One study showed that the combination of a leukotriene receptor antagonist and a nonsedating antihistamine was superior to the antihistamine alone in treating chronic idiopathic urticaria.[34] Cyclosporine and omalizumab have been shown to be effective in cases of refractory chronic urticaria.[35, 6, 36]

Patients with chronic or recurrent urticaria should be referred to a dermatologist for further evaluation and management.

Consultations

Consultation with or referral to a dermatologist, allergist, immunologist, or rheumatologist may be appropriate in selected cases, particularly in cases of complicated, recurrent, refractory, severe, or chronic urticaria. Dermatology referral is mandatory if vasculitic urticaria is suspected.

Further inpatient care

In general, patients with urticaria do not require further inpatient care unless their urticaria is severe and does not respond to antihistamine therapy or unless they progress to laryngeal angioedema and/or anaphylactic shock or have comorbidities that necessitate inpatient therapy.

Further outpatient care

Most patients with urticaria can be treated at home on H1 antihistamines (ie, diphenhydramine 50 mg q6h or hydroxyzine 50 mg q6h for 24-48 h) or, in refractory cases, use a combination of H1 and H2 antihistamines plus oral glucocorticoids.
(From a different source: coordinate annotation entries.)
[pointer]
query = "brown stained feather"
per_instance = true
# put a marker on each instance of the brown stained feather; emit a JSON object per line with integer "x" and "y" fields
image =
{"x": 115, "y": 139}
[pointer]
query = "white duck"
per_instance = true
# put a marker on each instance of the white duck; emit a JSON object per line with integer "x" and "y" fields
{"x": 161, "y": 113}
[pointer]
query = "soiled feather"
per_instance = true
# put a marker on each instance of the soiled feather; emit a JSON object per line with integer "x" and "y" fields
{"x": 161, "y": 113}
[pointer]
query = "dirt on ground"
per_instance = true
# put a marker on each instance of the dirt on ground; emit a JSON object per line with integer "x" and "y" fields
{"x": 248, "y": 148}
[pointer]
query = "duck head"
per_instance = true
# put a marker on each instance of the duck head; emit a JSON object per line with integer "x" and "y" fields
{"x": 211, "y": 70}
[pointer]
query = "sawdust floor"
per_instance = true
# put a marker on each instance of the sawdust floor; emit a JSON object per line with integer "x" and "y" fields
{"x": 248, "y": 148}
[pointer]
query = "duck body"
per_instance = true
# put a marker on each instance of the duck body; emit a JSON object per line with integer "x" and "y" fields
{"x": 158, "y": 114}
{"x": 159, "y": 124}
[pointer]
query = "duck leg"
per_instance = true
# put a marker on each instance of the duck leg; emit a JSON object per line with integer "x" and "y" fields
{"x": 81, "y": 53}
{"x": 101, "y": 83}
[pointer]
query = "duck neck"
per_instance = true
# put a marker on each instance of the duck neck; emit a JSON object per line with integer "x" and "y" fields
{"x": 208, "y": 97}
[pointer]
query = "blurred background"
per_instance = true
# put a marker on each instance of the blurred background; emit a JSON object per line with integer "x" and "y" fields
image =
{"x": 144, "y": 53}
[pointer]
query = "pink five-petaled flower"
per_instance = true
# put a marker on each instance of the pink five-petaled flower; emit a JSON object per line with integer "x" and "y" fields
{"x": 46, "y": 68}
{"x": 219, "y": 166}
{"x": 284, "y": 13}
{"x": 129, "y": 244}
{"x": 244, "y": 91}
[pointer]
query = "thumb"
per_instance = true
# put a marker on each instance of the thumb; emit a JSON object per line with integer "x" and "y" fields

If the patient has angioedema that is treated successfully in the ED, the patient should be sent home with an EpiPen prescription and told to keep it with him or her at all times and to use it if swelling of the lips, tongue, face develops or if his or her voice acutely become hoarse.

Consultation with or referral to a dermatologist, allergist, immunologist, or rheumatologist may be appropriate in cases of suspected urticarial vasculitis and in cases of chronic or recurrent urticaria.

Deterrence/prevention

Patients with urticaria should avoid any medication, food, or other allergen that has precipitated urticaria or other serious allergic reaction previously.